I got some high quality Callebaut bittersweet chocolate from Russo's (courtesy of a gift card, thank you very much P & A), brought it home, and started melting it. Here's where things went south. I added Costco unsalted butter, which I've decided is unacceptable. My butt's been burned by their butter one too many times--I think it has way too much water content to be good for anything other than sauteing veggies. Regardless, the butter didn't mix and blend with the chocolate very well, which usually happens fine, as long as there's a high enough fat content in the butter.
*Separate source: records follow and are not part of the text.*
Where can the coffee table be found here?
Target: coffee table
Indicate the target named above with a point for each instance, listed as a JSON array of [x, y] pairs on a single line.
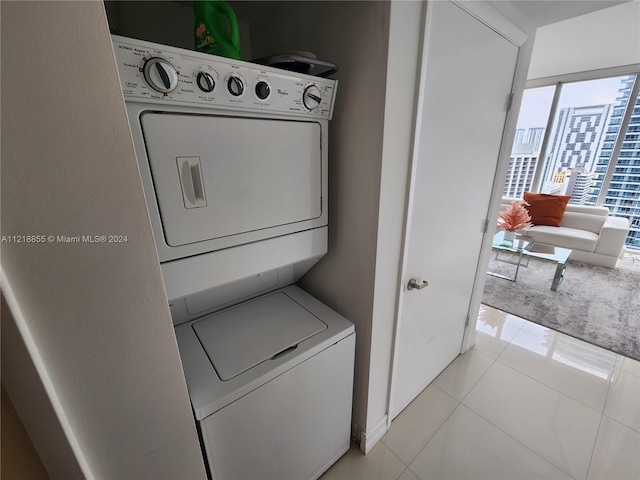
[[553, 254], [518, 246], [525, 246]]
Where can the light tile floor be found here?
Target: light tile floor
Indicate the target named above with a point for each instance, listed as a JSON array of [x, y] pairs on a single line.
[[525, 402]]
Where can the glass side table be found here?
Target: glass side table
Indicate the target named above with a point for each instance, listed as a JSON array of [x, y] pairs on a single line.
[[519, 246]]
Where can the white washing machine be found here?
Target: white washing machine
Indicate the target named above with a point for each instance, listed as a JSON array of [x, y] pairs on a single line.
[[233, 161]]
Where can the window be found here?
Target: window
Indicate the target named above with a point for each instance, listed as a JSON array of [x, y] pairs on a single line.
[[582, 136]]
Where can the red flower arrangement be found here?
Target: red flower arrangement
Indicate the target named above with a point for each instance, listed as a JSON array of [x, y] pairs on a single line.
[[515, 217]]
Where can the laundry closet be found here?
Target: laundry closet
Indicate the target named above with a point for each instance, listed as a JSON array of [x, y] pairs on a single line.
[[113, 375], [404, 97], [233, 158]]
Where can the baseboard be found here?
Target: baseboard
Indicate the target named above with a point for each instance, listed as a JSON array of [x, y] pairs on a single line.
[[369, 439]]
Problem number two: I used Splenda, because Dave avoids sugar in his diet. I think Splenda must have a shelf life, because this stuff is about two years old, and it hardly dissolved at all. Made a crumbly, crackly mess of the chocolate mixture. I knew things were not looking good, so I whisked it like crazy, hoping for the best.
I went ahead and got the eggs whipped up, and went to fold them in. The chocolate mixture was looking awful, and it looked like it had "broken," which means that the emulsification between the fat and water had come apart. This has never happened to me before, and I'm convinced it is the Costco butter, combined with the use of Splenda. I trudged on, trying to mix the eggs into the chocolate. Now, if the chocolate is successfully emulsified, it will mix very easily with eggs, which are naturally emulsifying agents. They're essentially water, protein and fat, already emulsified. If a sauce is broken, they won't mix as readily, and that's what happened. The only way to mix it all together was to grab the whisk, and whip it all together. That deflates the egges, defeating the purpose of whipping them, which introduce millions of tiny air bubbles into the batter, preventing hockey puckdom.
The result if you are forced to whip them in rather than fold them? Dave's birthday cake, as seen above.
I bought him a bottle of Chimay Grand Reserve beer, and two Aruturo Fuente Gran Reserva cigars instead. Which made everybody very happy, me included.

2 comments:
maybe it's a good brownie.
I tried it. It's a no-go in that department too.